[25.06.26] Denoising Diffusion Probabilistic Models - Paper-Reading-Study/2025 GitHub Wiki

Paper Reading Study Notes

General Information

  • Paper Title: Denoising Diffusion Probabilistic Models
  • Authors: Jonathan Ho, Ajay Jain, Pieter Abbeel
  • Published In: NeurIPS (Conference on Neural Information Processing Systems)
  • Year: 2020
  • Link: https://arxiv.org/abs/2006.11239
  • Date of Discussion: 2025-06-26

Summary

  • Research Problem: To demonstrate that diffusion probabilistic models, a class of latent variable models, can be trained to produce high-quality image samples that are competitive with or superior to those from other generative models like GANs.
  • Key Contributions:
    1. Achieved state-of-the-art image synthesis results (at the time) on datasets like CIFAR10, surpassing many GAN-based models in FID score.
    2. Established a novel connection between diffusion models and denoising score matching with Langevin dynamics.
    3. Proposed a simplified training objective based on a weighted variational bound, which proved crucial for achieving the best sample quality.
    4. Showcased that the model's sampling process can be interpreted as a progressive lossy decompression scheme.
  • Methodology/Approach: The model consists of two processes:
    1. Forward Process (Diffusion): A fixed Markov chain that gradually adds Gaussian noise to an image over T timesteps until it becomes pure noise.
    2. Reverse Process (Denoising): A learned Markov chain, parameterized by a neural network (a U-Net), that reverses the diffusion process.
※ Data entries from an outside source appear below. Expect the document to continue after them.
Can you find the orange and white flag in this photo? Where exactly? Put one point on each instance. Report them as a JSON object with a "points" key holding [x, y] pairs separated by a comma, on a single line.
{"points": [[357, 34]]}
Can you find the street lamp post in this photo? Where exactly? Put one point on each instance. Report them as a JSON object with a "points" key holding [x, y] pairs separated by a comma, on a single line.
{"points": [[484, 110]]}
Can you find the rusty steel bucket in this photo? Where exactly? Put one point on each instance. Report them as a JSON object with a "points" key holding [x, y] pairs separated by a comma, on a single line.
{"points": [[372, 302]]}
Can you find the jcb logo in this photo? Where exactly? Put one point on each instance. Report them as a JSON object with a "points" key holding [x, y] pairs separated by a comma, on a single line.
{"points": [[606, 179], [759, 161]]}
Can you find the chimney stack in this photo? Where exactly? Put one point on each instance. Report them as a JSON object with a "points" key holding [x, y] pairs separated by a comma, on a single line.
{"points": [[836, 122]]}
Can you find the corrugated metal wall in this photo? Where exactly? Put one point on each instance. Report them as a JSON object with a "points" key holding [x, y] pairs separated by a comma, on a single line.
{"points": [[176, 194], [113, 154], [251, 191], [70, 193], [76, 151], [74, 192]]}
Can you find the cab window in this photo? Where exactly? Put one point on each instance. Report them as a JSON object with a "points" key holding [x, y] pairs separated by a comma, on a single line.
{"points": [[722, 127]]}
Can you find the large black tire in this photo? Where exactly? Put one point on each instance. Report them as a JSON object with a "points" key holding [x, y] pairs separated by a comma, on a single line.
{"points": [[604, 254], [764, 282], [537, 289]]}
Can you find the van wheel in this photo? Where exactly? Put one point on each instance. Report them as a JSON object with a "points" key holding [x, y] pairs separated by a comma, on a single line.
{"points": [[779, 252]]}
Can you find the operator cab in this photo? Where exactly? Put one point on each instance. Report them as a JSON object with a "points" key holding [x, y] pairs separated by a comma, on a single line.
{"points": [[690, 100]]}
It starts from noise and progressively denoises it step-by-step to generate a clean image. The core training objective is to make the model predict the noise (ε) that was added at each timestep, which simplifies the variational bound and improves performance.
  • Results: The model achieved an Inception score of 9.46 and a then state-of-the-art FID score of 3.17 on unconditional CIFAR10. It also produced high-quality 256x256 images on CelebA-HQ and LSUN, with quality comparable to ProgressiveGAN.

Discussion Points

  • Strengths:
    • The mathematical framework, rooted in variational inference and KL divergence, was found to be clear and elegant.
    • The model's ability to generate very high-quality and diverse samples is a significant strength.
    • The connection to information theory concepts like rate-distortion and progressive coding provides a compelling interpretation of the model's behavior.
  • Weaknesses:
    • The sampling process is very slow and computationally expensive due to the large number of sequential steps required (e.g., T=1000).
  • Key Questions:
    • Initial Confusion: There was initial difficulty in intuitively understanding the variational bound (ELBO) and the role of the q distribution. This was resolved by viewing it as minimizing the "distance" (KL divergence) between the learned reverse process p and the true posterior q over all possible noising trajectories.
    • Discrete Data Handling: The formula for handling discrete pixel data (Eq. 13) was initially confusing, particularly the multiplication over the data dimension D. The group concluded it represents the joint probability of all pixels changing, assuming independence for that single step.
    • Future Work: A natural question that arose is how the slow sampling process could be accelerated, which is a major focus of subsequent research in this area.
  • Applications:
    • High-fidelity, unconditional image generation.
    • Potential for advanced data compression, given its properties as a lossy compressor.
  • Connections:
    • VAE: The model was heavily compared to VAEs. Both use a variational framework and Gaussian assumptions. However, the key difference is that VAEs learn a static latent space, while diffusion models learn a dynamic, step-by-step denoising process.
    • Score Matching: The paper explicitly connects its simplified objective to denoising score matching, providing a bridge between variational and score-based generative models.

Notes and Reflections

  • Interesting Insights:
    • The decision to have the model predict the added noise (ε) rather than the denoised image's mean (μ) was a crucial and insightful simplification that led to better results.
    • Viewing the generation process as a gradual refinement from pure noise (high entropy) to a structured image (low entropy) was a helpful mental model.
  • Lessons Learned:
    • A solid understanding of concepts like KL divergence and entropy is highly beneficial for grasping the mechanics of modern generative models.
    • The discussion clarified the fundamental difference between VAEs and diffusion models: modeling a latent space versus modeling a stochastic process.
  • Future Directions:
    • Exploring methods to reduce the number of sampling steps (T) to make the model faster and more practical.
    • Applying the diffusion framework to other data modalities beyond images, such as video or audio.